Sometimes, you watch a show and it works. Its promising, you like the characters and you think, this is the next Six Feet Under, or the next West Wing. bad comparisons, those are drams, the closest thing i an compare Girls to is SATC and yet, this is a show completely unlike SATC’s glamorous New York lifestyle. If anything, this is anti-Image

SATC. What happens, when you get 4 millennial early 20’s girls who are trying to make it in the big apple and are not on a network like ABC or CBS where you need to have silly sitcoms… you end up then… with Girls.

There is far too much written about this show in the media and I probably don’t need to urge you to check it out. You know its good, im just going to tell you why I think it probably pushes the envelope too much too soon and then in the attempt to up the ante, loses the something that was making this show great… the something called… ‘real’

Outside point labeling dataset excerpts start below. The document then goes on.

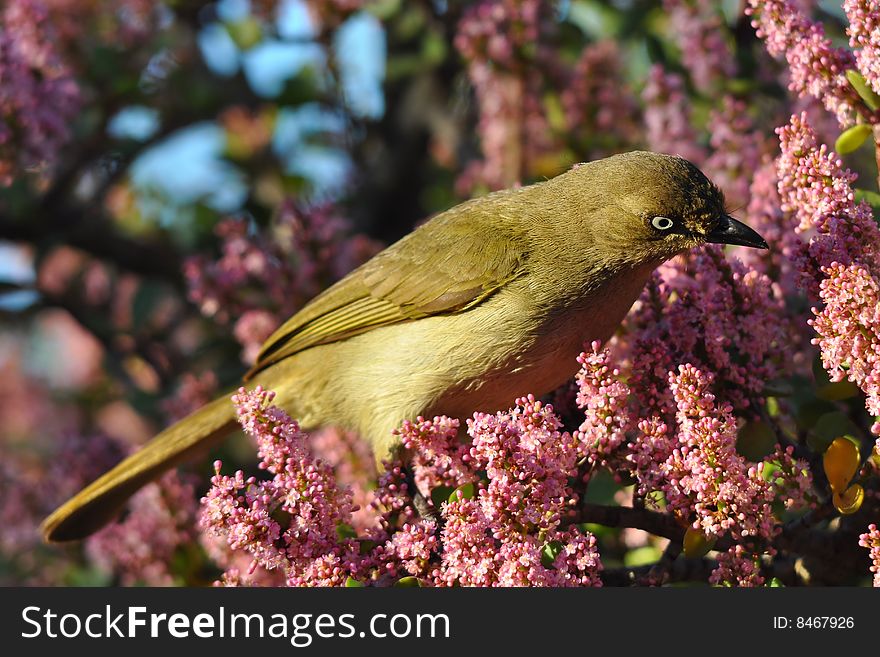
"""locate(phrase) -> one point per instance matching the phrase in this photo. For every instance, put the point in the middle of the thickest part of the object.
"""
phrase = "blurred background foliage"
(318, 131)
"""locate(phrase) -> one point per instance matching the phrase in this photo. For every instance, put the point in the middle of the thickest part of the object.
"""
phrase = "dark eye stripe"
(662, 223)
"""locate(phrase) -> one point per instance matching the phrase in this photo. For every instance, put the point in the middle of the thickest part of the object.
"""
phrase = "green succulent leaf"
(851, 138)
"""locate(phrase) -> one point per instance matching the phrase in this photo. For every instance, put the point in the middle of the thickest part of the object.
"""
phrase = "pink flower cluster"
(694, 461)
(500, 528)
(871, 540)
(737, 567)
(815, 66)
(716, 314)
(736, 148)
(698, 25)
(497, 39)
(704, 474)
(288, 521)
(604, 398)
(864, 34)
(667, 116)
(598, 107)
(140, 548)
(261, 279)
(509, 534)
(841, 262)
(39, 96)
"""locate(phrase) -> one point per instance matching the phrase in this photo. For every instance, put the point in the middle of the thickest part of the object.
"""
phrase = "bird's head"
(649, 207)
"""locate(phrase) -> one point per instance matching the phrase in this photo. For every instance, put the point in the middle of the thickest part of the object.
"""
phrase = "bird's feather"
(400, 285)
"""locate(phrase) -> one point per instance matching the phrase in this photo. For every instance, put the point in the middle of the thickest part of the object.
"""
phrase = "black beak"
(731, 231)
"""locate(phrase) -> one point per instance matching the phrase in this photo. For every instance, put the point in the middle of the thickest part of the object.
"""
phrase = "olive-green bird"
(485, 302)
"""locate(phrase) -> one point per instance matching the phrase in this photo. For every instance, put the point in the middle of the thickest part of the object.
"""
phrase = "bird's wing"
(449, 264)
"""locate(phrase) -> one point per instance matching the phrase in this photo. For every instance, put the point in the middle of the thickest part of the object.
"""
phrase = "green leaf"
(441, 494)
(872, 100)
(463, 492)
(549, 553)
(850, 139)
(827, 428)
(245, 33)
(408, 583)
(344, 531)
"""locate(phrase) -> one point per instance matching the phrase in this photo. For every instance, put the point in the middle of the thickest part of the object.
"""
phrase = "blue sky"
(188, 165)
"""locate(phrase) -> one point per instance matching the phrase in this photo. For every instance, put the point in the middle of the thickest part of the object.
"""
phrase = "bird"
(484, 303)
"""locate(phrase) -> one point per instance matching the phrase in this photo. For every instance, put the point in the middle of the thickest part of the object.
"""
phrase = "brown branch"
(653, 522)
(97, 237)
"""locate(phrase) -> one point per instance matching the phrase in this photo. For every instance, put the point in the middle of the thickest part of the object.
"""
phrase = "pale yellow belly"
(479, 360)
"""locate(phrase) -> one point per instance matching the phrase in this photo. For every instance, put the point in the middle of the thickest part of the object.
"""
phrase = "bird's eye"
(662, 223)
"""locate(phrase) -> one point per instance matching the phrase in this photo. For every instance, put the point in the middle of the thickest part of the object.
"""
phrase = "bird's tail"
(95, 505)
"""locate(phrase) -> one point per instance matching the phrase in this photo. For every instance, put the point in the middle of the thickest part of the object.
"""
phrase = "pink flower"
(261, 278)
(667, 116)
(841, 262)
(816, 67)
(871, 540)
(140, 548)
(700, 29)
(864, 34)
(737, 567)
(704, 473)
(38, 94)
(603, 396)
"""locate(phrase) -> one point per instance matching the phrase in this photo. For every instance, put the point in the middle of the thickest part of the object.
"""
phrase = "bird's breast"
(532, 347)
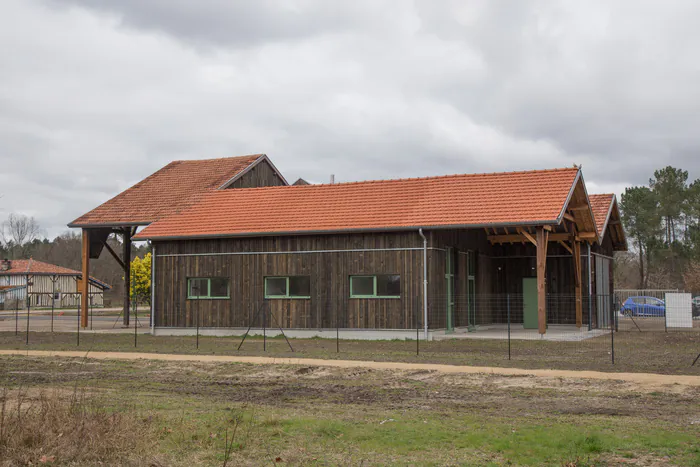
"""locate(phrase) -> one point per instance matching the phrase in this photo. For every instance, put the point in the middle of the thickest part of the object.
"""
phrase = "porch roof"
(174, 187)
(538, 197)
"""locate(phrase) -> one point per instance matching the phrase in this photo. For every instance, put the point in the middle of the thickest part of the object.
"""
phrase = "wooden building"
(437, 253)
(46, 284)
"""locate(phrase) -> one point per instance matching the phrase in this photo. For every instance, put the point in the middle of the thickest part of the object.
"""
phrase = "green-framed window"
(208, 288)
(376, 286)
(288, 287)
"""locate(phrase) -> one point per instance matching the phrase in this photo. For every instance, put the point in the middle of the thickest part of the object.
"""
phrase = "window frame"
(374, 286)
(287, 296)
(208, 295)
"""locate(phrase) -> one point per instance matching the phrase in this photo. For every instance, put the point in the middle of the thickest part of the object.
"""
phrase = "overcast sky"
(94, 96)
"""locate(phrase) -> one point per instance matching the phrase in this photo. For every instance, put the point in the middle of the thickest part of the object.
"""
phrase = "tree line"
(662, 224)
(21, 237)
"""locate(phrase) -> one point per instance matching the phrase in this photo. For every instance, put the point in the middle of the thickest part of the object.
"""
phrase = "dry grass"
(69, 428)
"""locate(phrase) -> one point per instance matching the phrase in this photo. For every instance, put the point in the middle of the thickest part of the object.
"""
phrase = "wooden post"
(542, 240)
(84, 284)
(126, 259)
(577, 283)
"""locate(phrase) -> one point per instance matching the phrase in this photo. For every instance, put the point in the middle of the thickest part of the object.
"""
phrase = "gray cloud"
(94, 96)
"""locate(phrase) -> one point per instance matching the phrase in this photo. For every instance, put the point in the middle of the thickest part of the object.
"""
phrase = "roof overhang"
(410, 228)
(613, 222)
(257, 161)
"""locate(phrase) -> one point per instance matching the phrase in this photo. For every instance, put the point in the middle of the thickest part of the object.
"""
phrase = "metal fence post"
(612, 334)
(29, 303)
(78, 334)
(508, 305)
(53, 303)
(417, 331)
(136, 319)
(198, 311)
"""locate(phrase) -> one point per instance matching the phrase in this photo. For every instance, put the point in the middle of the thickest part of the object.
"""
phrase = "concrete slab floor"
(555, 332)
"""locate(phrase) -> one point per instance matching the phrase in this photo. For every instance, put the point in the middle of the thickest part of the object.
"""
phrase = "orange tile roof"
(473, 200)
(174, 187)
(600, 204)
(20, 267)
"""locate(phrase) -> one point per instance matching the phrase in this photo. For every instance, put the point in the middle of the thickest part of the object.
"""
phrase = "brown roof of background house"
(21, 267)
(174, 187)
(601, 204)
(473, 200)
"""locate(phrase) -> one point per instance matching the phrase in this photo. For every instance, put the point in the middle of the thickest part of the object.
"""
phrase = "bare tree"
(19, 231)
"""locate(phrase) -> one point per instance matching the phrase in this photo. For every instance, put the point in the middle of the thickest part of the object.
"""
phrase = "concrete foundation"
(555, 332)
(352, 334)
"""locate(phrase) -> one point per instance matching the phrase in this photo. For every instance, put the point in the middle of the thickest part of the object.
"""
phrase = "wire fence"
(584, 332)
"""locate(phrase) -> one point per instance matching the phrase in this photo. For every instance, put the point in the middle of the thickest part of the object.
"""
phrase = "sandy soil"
(647, 380)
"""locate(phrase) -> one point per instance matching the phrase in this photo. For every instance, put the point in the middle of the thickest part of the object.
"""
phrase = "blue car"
(644, 306)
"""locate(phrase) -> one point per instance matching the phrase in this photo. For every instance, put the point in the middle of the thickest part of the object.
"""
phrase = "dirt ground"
(379, 416)
(284, 385)
(650, 381)
(634, 352)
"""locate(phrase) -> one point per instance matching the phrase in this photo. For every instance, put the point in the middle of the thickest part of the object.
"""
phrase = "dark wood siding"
(260, 175)
(246, 261)
(329, 273)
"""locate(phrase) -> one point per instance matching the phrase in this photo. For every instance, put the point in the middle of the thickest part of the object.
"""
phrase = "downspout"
(153, 288)
(425, 284)
(590, 290)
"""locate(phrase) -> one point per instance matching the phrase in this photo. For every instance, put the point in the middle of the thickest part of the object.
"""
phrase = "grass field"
(295, 415)
(653, 352)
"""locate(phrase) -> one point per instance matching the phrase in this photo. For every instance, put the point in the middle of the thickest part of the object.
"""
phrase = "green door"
(450, 278)
(530, 303)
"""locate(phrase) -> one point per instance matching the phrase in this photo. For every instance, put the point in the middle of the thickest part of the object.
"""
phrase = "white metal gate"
(602, 288)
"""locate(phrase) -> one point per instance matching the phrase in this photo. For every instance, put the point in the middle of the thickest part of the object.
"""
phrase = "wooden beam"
(126, 254)
(566, 247)
(520, 237)
(542, 242)
(528, 236)
(84, 284)
(115, 255)
(588, 235)
(577, 283)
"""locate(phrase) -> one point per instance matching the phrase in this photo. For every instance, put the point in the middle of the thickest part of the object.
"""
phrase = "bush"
(50, 428)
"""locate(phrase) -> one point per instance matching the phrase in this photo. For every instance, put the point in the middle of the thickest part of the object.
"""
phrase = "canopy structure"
(171, 189)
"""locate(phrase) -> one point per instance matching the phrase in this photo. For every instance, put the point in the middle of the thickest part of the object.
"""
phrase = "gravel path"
(643, 379)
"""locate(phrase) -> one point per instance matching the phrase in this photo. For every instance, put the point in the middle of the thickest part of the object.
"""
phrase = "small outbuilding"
(46, 284)
(435, 254)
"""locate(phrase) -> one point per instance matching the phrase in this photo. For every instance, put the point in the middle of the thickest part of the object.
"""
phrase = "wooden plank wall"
(329, 275)
(259, 176)
(462, 241)
(329, 272)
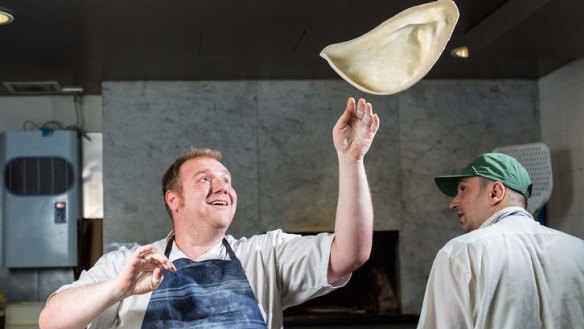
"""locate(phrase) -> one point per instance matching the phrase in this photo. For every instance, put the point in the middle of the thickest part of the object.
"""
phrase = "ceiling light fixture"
(460, 52)
(6, 16)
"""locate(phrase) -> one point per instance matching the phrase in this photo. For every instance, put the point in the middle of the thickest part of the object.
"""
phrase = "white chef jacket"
(511, 273)
(283, 270)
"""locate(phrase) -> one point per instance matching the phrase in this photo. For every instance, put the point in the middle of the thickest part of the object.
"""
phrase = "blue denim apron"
(212, 293)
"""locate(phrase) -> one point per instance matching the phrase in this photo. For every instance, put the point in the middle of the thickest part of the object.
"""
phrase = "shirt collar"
(504, 213)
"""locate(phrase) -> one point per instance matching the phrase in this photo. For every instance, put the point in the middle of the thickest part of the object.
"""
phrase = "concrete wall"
(561, 102)
(276, 140)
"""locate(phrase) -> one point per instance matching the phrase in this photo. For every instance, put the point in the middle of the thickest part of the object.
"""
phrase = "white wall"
(561, 102)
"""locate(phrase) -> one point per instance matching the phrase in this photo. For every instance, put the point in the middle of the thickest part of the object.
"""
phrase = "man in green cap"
(507, 271)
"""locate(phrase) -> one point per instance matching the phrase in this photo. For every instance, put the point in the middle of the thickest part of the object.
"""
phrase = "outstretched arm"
(77, 307)
(352, 135)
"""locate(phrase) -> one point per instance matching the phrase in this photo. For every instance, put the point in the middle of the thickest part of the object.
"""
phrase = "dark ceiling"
(84, 42)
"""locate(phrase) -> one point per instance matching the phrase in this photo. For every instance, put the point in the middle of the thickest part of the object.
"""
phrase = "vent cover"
(38, 176)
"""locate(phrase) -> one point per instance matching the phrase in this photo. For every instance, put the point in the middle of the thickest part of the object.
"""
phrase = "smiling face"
(206, 199)
(471, 203)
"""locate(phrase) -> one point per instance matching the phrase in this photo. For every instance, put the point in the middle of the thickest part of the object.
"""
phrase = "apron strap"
(225, 243)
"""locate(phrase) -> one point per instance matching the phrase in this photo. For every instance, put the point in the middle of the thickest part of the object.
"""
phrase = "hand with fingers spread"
(143, 271)
(354, 131)
(353, 135)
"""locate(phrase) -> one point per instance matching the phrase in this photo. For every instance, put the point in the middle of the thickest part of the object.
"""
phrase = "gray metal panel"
(32, 237)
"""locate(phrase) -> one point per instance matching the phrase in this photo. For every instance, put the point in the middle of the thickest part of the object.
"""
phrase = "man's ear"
(497, 193)
(172, 199)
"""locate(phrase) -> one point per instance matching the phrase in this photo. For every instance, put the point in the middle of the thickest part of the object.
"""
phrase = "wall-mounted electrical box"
(41, 198)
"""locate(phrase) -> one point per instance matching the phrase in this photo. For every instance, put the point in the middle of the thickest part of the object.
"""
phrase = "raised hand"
(354, 131)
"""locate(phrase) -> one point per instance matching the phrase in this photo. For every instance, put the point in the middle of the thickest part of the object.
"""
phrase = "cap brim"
(449, 184)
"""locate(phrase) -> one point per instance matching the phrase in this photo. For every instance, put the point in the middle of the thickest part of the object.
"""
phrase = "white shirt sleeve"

In the beginning, there is a lot to like. There is a lot of emphases on trying to make the stories feel connectable. With little to no fakery, the struggles that these 4 New York girls are going through are the struggles you and I would go through every day. Issues of trying to make rent, the troubles with losing a boyfriend, the trouble of trying to connect with friends whom you think are weird. The issues of dealing with what to do when your parents basically tell you, you have made a mistake with your life. When you have to take a break and decide if you really know what you are doing with your life and when small problems suddenly become the biggest thing ever. (And this is the good stuff!)

Set in New York, you get the feeling that this really could not happen anywhere else, not in any other city. Their lives are weird, the kind of stuff they are going through makes me wonder sometimes if there are liberties taken in storytelling or if this is a life people can live. You want to believe that they are real, for a while it seems possible. You want to believe that unlike Carrie Bradshaw’s column writing from SATC, where for some reason her stories are successful, in Girls, Hannah struggles to even get a day time job.

Hannah (who also happens to be the creator of the show – Lena Dunham) is a writer collecting stories, she writes essays and wants to sell a book, has worked for a year as an intern, but when she asks for paid work, is fired. That her boss tells her she can’t sell her book to him, and that this is not something he is really interested in, because she will not be around any more. The story of how the journal Hannah writes falls into the hand of her roommate’s boyfriend, and that is how he learns that she doesn’t really love him. There are far too many awkward, funny, sometimes sad stories. These are people in dysfunctional relationships and they don’t seem to get it, or even when they do… they need to be reminded about how bad things were before they ‘get over’ it.

But while initially the show does surprise because the characters seem like they could be real people… soon, the masks fall. The lead, Hannah, is not thin, is not attractive, she is like what Rose O’Donnell would be like. She is whiny and she is struggling, the other characters are all great too, but each has elements of fakery that, as the series goes on… become unbearable. Soshanna’s stories keep getting more impossible, the story of Hannah’s boyfriend makes no sense. Jessa’s romantic antics and mystery end up becoming a painful caricature of hollywood’s spoiled child, and Marnie’s pining for her boy friend reminds me that I need to do my laundry tomorrow, or maybe take a vacation… my point is, the stories are not very captivating. And the reason, the mad need to up the ante. It’s fun to watch, but you have to wonder if the ‘real’-ness could have somehow been salvaged. Maybe im just being too demanding. But, according to me, the magic of the first few episodes was lost as things went on and the craziness of each person’s life kept getting compounded.

Now, critically the show has been praised for showing real problems that women face – but I disagree, this is Hollywood through and through. And so I am conflicted… would it have been better to have stopped watching after episode 5? We will never know.